I was incensed by “This Land Is Your Land.” It angered the part of me that is sick to death of tourists. Although I am Caucasian, I was raised on an Indian reservation. I read Safransky’s essay while on one of my frequent trips home to visit my parents.

Safransky writes, “It is easy to feel like an intruder here.” He and his wife are intruders. He eloquently describes the Navajos’ signs of discomfort at their presence, but also his own lack of respect for that discomfort. A tremendous sense of entitlement came through in the essay. He might as well have said, “We paid your price. You have no right to withhold the ingredients of the tea and the food from us.”

As a white person from an Indian reservation, I am used to carrying the burden of guilt and shame for this country’s history. Occasionally I feel that burden is imposed on me by an Indian, but this is rare. I have the knowledge to write an essay about the genocide committed against the native people of this country. I prefer, however, to let Native Americans write that story. Anything else feels to me like further theft of their culture.

Elizabeth Preston Oakland, California

I admire Andy Yale’s compassion [“Global Depression,” May 1995], and there is much in what he writes that is true. But it’s a conceit among smart, sensitive, romantic, left-leaning, self-aware people — and I count myself as one — to picture our present era as a unique descent into hell.

Life for the vast majority of human beings in past centuries was utter misery. There was no hot-and-cold indoor plumbing, no nice, clean, sanitary toilets. Half of all children died before they were twenty. Women regularly died in childbirth. Before the Victorian cleanliness movement, people were covered with lice and filled with parasites. In the average Colonial home, people were too busy surviving to worry about such trivialities as sanitation.

Suburban malls filled with junk are inextricably linked to the surplus that allowed the computer I am writing this on to be invented, produced, and sold to me. I must recognize that I have not built bridges, or invented trains, or put in sewage lines or electric wires — I wouldn’t know how.
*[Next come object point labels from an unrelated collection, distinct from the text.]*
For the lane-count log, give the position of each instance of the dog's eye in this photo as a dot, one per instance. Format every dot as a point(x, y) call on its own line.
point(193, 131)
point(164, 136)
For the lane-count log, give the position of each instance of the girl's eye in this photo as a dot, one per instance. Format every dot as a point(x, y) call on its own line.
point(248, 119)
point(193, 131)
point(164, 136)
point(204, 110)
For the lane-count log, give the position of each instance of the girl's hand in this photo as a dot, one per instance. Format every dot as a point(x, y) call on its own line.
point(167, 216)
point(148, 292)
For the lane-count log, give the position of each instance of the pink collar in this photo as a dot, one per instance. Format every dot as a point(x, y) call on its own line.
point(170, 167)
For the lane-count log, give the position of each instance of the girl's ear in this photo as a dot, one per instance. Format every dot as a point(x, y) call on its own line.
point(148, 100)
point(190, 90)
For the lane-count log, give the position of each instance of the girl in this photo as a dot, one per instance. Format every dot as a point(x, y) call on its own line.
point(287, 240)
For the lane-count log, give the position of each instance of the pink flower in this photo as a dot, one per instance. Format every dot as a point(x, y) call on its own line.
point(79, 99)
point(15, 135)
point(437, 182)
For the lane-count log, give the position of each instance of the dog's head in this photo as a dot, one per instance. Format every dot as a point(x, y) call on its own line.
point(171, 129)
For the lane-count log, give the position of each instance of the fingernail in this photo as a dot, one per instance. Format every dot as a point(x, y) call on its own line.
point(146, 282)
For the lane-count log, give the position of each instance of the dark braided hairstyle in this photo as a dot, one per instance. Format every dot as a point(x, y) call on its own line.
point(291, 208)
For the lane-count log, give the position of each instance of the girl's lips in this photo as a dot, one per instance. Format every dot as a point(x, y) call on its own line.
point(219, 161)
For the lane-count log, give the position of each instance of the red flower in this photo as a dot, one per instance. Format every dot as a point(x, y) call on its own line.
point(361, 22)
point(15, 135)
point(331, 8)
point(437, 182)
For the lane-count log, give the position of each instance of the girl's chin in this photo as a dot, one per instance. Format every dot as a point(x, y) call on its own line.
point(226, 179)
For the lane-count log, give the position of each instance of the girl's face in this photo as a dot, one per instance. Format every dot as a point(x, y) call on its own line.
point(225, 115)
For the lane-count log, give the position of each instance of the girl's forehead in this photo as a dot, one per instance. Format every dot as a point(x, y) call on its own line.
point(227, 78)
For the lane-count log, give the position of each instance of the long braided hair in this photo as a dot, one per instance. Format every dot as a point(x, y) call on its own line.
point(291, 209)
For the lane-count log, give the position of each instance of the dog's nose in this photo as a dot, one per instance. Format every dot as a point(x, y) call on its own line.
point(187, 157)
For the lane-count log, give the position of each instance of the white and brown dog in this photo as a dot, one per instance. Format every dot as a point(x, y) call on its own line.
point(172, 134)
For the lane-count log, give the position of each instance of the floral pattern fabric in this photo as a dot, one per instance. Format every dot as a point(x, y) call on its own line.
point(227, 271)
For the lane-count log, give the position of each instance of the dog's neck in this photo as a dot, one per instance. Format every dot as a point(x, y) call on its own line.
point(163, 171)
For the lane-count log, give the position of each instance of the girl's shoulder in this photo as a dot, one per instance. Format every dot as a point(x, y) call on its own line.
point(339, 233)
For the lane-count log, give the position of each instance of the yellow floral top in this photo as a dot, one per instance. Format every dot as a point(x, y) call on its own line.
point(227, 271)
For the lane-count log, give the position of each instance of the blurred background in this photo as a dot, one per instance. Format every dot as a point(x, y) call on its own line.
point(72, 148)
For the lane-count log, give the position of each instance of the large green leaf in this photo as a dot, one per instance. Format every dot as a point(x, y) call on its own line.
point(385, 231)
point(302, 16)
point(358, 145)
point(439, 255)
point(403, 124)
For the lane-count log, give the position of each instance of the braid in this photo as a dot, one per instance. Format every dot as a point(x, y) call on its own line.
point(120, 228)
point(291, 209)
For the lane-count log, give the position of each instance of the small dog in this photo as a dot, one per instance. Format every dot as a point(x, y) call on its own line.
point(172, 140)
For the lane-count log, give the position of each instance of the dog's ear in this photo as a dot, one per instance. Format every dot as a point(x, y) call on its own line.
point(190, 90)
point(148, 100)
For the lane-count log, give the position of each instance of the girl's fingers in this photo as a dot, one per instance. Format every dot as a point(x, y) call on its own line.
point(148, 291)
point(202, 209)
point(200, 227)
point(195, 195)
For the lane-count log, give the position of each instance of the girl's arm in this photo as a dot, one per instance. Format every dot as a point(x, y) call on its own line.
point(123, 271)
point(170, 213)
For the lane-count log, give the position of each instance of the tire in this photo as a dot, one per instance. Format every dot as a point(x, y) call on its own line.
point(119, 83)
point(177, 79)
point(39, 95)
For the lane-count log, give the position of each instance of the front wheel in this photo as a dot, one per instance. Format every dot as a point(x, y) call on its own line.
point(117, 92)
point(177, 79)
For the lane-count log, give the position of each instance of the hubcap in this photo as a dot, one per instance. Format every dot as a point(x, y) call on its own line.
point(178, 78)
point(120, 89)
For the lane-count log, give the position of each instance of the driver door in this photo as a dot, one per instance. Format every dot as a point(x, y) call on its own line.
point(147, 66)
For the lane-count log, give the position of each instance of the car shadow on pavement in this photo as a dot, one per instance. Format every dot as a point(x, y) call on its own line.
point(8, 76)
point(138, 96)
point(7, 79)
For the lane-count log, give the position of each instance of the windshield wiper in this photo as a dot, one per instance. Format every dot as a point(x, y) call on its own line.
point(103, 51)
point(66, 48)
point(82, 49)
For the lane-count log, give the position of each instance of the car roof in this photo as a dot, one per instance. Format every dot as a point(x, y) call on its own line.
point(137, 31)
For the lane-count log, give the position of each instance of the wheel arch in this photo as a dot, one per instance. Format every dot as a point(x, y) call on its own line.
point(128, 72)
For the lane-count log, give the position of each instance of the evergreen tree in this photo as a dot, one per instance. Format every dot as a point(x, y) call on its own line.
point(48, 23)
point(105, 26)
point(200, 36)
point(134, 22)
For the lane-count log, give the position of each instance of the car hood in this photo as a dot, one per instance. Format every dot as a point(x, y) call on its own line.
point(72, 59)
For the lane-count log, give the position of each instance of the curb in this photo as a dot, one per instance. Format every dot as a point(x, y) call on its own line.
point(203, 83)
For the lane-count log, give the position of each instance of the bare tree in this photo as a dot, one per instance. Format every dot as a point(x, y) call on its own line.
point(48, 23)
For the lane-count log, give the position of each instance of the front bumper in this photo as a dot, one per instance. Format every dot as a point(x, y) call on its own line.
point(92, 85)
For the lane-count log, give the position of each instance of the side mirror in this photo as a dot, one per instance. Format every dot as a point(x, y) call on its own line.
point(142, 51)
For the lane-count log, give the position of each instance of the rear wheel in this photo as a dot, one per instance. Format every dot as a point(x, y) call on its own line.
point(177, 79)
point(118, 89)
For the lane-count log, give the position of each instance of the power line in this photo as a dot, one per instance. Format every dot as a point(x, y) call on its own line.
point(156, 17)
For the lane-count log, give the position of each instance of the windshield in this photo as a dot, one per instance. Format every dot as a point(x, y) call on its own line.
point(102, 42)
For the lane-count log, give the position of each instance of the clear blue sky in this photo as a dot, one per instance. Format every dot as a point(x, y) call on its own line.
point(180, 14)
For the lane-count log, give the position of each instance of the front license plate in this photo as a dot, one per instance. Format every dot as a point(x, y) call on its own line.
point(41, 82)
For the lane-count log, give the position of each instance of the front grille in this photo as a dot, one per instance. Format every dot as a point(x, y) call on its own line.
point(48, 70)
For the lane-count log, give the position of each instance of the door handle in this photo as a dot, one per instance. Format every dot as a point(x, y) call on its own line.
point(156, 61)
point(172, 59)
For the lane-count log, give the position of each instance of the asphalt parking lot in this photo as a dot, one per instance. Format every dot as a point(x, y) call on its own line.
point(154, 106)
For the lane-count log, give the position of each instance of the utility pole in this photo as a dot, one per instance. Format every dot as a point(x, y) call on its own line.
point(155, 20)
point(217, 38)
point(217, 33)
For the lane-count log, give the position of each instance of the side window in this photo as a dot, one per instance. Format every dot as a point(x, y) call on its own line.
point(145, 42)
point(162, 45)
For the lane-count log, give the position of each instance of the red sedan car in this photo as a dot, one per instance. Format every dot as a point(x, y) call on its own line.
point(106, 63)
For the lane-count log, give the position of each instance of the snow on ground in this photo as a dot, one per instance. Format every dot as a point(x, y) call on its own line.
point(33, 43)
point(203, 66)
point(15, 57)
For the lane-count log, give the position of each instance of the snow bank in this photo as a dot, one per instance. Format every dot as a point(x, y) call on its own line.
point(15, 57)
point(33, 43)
I can’t even build a chair to sit on. I don’t deny the miseries of our time, but it’s important to keep things in perspective.

Larry Letich New Market, Maryland

I enjoyed the May issue’s Correspondence section as much as I did its articles. I read with amusement, and confronted my own sense of vegetarian superiority as Chris Middings seriously objected to your description of subscriptions as “the meat on the bone . . . of a healthy magazine.” I read with sadness and new awareness as Martha Friend pointed out the scant number of female authors in The Sun. (The May issue contained eight contributions by men and only three by women.)

The intelligence, individualism, and creativity expressed in your publication are reflected and enhanced by your readers.

Perry Krasow Salem, Massachusetts

From time to time your women readers are upset because, they believe, women’s views are not sufficiently represented in The Sun. Most recently, Martha Friend speculated that your editors “don’t really consider women as having anything profound to say.”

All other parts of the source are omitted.